Monday, 31 March 2014

Big Data - in the process of growing up

A very good article was published in the FT online a few days ago.  Its title is 'Big Data: are we making a big mistake', and it's a commendably well thought out discussion of some of the challenges of Big Data.  And perhaps a bit of a warning to not get too carried away :-)

You should go and read the full article, because it's got loads of great stuff in it.  A few of the concepts that leapt out at me in particular were the following.

One of the interesting things about modeling data in order to make predictions (as opposed to explain the data), is that features that are correlated to (but not causal for) the outcome of interest are still useful. But, the FT article makes the really good point that even in this case, correlations can be more fragile than genuinely causal features.  This is because while a cause is likely to remain a cause, correlations can more easily change over time (covariate drift).  This doesn't mean we can't use correlation as a way to inform predictions, but it does mean that we need to be much more careful and be aware that the correlations may change.
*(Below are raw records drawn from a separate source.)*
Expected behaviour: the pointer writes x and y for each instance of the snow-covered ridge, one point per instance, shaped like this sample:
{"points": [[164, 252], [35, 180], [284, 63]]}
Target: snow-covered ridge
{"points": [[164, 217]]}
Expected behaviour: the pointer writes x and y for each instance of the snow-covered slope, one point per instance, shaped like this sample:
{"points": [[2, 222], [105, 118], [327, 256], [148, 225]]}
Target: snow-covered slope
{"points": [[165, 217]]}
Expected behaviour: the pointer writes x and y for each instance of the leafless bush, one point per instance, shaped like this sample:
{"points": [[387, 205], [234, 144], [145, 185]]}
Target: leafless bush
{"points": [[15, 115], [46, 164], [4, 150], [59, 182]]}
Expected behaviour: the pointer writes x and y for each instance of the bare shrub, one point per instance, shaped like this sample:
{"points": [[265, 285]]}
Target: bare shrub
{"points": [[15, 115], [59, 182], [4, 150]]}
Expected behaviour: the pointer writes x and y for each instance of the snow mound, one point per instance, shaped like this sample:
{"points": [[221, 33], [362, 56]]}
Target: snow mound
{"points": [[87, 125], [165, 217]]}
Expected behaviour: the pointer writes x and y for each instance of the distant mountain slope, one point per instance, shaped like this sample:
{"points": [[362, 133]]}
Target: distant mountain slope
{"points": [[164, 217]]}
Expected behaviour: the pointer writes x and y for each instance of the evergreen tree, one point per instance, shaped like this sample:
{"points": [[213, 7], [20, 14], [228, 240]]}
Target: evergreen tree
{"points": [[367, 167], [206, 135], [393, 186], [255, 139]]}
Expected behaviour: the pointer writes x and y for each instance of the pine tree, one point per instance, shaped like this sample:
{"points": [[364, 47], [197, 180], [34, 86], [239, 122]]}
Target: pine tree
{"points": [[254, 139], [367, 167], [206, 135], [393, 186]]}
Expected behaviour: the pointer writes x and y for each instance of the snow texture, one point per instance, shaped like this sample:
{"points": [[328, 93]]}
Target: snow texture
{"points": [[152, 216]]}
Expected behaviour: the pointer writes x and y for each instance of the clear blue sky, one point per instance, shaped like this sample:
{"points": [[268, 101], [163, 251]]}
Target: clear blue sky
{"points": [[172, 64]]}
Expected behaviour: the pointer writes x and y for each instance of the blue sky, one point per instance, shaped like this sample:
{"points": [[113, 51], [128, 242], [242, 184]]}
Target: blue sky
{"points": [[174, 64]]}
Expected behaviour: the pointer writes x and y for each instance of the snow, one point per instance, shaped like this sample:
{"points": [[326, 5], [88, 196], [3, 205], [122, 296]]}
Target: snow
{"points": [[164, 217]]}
The article also discusses sample variance and sample bias.  This is in many ways the crux of the matter for Big Data.  In principle, very large data sets offer us the chance to drive sample variance towards zero.  But it really has much less to offer in terms of sample bias, and indeed (as the article points out) many of largest data sets, because of the way they're generated, are actually very vulnerable to high levels of sample bias.  This is not to say that one can't have both (the large particle physics and astrophysics data sets are great examples where both sample variance and sample bias are addressed very seriously), but it is a warning that just because your data set is huge, it doesn't mean that is is free from sample bias.  Far from it.

I've felt for a while that 'Big Data' (and data science) are currently going through a rapid phase of growing up, which I suppose is pretty inevitable because they're in many ways new disciplines.  They've gotten up to speed on the algorithmic/computer science side of things very rapidly, but are still very much in the process of learning many of the lessons that are well-known to the statistics community.  I think this is just a transition phase (these things take a bit of time), but it seems clear that a big part of the maturation of Big Data/data science lies in getting fully up to speed on the knowledge and skills of statistics.